Then there is light.

The globe is aglow with a 360-degree visual display made up of about 30 high-definition projector screens.

No other light can be let in because the world inside the golf ball is now the pilot’s reality. He’s on Eglin’s flight line preparing to soar off at 9 Gs.

The visuals are of such high fidelity and accuracy it’s easy to forget that you’re not flying a real jet. At least that’s how the pilots tell it.

The rooms that house Eglin’s four simulators are classified and not open to the public or the media. Lockheed Martin, the company that produces them, declined to disclose its dimensions, the specifications of the computer system that runs it or the cost. Representatives said the information was sensitive, technical data.

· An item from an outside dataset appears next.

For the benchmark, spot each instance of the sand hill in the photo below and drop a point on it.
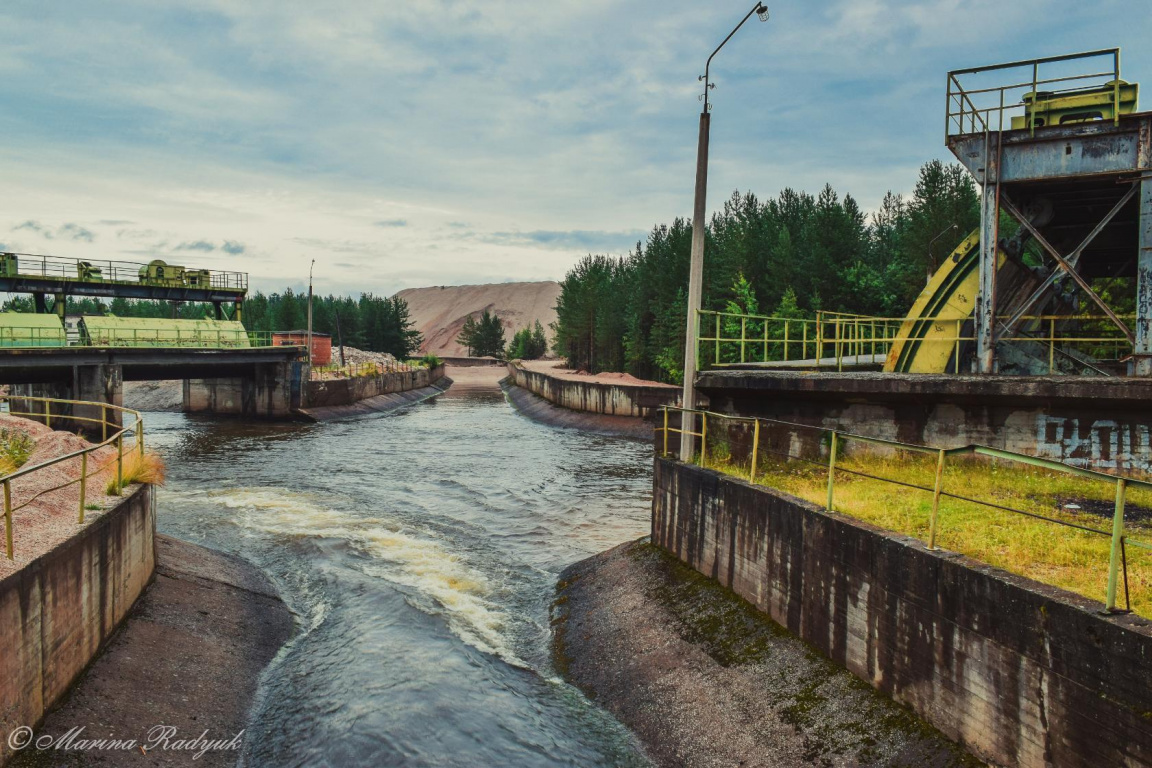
(439, 312)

The pilots who have used the simulators, though, testified to their staggering size and scope while in a classroom at Eglin recently.

They compared using the simulators to going on a theme park ride or hopping aboard the Battlestar Galactica — the pilot is immersed in another world. The pilots said they are an invaluable tool in learning to fly the military’s newest fighter jet.

“I’m positive I’m not the only pilot in this room that has forgotten he is in a simulator,” said Marine Maj. Michael Rountree, one of the first certified F-35 pilots and an instructor at the school. “You don’t even remember that you’re not moving. The way things move around you in that 360-degree globe, it feels like you’re flying and you just forget.”

Pilots from all branches of the military go through training at the schoolhouse at Eglin to learn to fly the F-35. Plans call for dozens of pilots to attend this year.

The simulators are a major part of the six-week curriculum.

The course includes academics and actual flights in the plane, but most of the lessons take place in a simulator, said Air Force Maj. Matt Johnston, one of the first pilots to go through the program as a student. Now he’s an instructor and director of standardization and evaluation for the Air Force’s variant of the jet.

After academics and lessons on computers using less-costly joystick programs, students move on to the simulators.

The first few lessons cover basic operations.

One of the groundbreaking features of the simulator is the high resolution and fidelity of the visual display, said Greg Wilder, the lead instructor pilot for Lockheed Martin. It provides a 360-degree view that moves as fast as the jet would. It also is programmed with the actual landscape around Eglin.

“When you take off you see Destin, you see the Destin Bridge, the Pass, all the bayous,” Wilder said. “Everything that is out there.”

The sound of the engine is simulated, as are the sounds of the landing gear and other operations. The pilot can feel the thumps and jolts in the seat.

After the first few lessons on basic operations, pilots start to learn how to handle emergencies and other unexpected factors that could affect their flights.

Another groundbreaking aspect of the simulator is how dynamic it is. Instructors sit at a control consul and manipulate a host of conditions, from the environment to how the plane is functioning, Wilder said.

An instructor can make the simulator mimic different malfunctions or emergencies until the student learns how to respond correctly so the jet can be landed safely.

“These guys put you through the ringer,” Johnston said. “You are just getting hammered with emergency after emergency. These are not things you can go out and do in the jet. I can’t see what an engine fire looks like in the F-35, but (an instructor) will continue to do that to me until I can somehow manage a way to survive through it.”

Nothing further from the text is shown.